Sie lebten lieber in Ihrer eigenen Welt?
Skirennen haben wir schon geschaut. Das hat man mitbekommen. Aber wenn ich nun ständig irgendwelche Namen von früheren Skistars höre, kenne ich sie oft gar nicht. Das ist für mich nicht so relevant.
Sie kannten Toni Sailer und Jean-Claude Killy also nicht? Die einzigen beiden Skifahrer, die vor Ihnen drei Medaillen an den gleichen Olympischen Spielen gewonnen haben.
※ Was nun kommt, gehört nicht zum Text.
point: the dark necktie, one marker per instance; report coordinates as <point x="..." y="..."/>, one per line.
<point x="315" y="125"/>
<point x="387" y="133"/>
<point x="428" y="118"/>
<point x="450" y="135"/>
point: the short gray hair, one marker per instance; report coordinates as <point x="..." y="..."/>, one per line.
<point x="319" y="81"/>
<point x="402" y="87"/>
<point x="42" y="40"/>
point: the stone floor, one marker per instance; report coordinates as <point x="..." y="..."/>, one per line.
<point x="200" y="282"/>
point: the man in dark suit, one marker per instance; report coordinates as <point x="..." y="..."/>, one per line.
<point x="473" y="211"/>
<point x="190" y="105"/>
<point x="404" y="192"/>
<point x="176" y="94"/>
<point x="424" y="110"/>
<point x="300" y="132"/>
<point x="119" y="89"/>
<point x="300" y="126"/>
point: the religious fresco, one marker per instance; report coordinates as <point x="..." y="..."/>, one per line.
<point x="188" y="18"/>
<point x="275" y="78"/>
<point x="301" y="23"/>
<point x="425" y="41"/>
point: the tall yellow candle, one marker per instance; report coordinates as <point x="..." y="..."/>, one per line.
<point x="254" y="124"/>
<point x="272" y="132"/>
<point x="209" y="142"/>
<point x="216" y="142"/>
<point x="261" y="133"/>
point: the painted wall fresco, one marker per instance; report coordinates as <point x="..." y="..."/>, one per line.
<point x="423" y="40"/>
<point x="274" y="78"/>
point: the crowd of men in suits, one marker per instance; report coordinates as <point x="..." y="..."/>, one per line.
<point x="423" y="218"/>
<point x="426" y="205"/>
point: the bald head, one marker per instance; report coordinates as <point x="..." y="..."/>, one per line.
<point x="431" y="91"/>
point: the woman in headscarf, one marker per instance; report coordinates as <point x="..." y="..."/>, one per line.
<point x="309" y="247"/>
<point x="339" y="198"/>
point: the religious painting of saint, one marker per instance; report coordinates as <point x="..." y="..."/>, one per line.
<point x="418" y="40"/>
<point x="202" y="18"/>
Wenn ich es jetzt nicht immer wieder gehört hätte, wohl nicht (schmunzelt). Ich wurde oft gefragt, wie wichtig es für mich sei, zu diesen Namen aufzuschliessen. Und wenn ich ehrlich bin: überhaupt nicht. Ich versuche, den Moment zu geniessen. Und was auf dem Papier steht, ist ein anderes Paar Schuhe.
Und was gönnen Sie sich nun persönlich, wenn Sie nach Hause kommen?
Viel Schlaf.
Keinen weiteren Oldtimer?
So weit bin ich mit den Gedanken noch nicht.
Das nötige Kleingeld dürfte bald vorhanden sein. Das Interesse von Sponsoren ist riesig.
Mein Manager hat mir ein Foto seines E-Mail-Posteingangs geschickt. Der war ziemlich voll.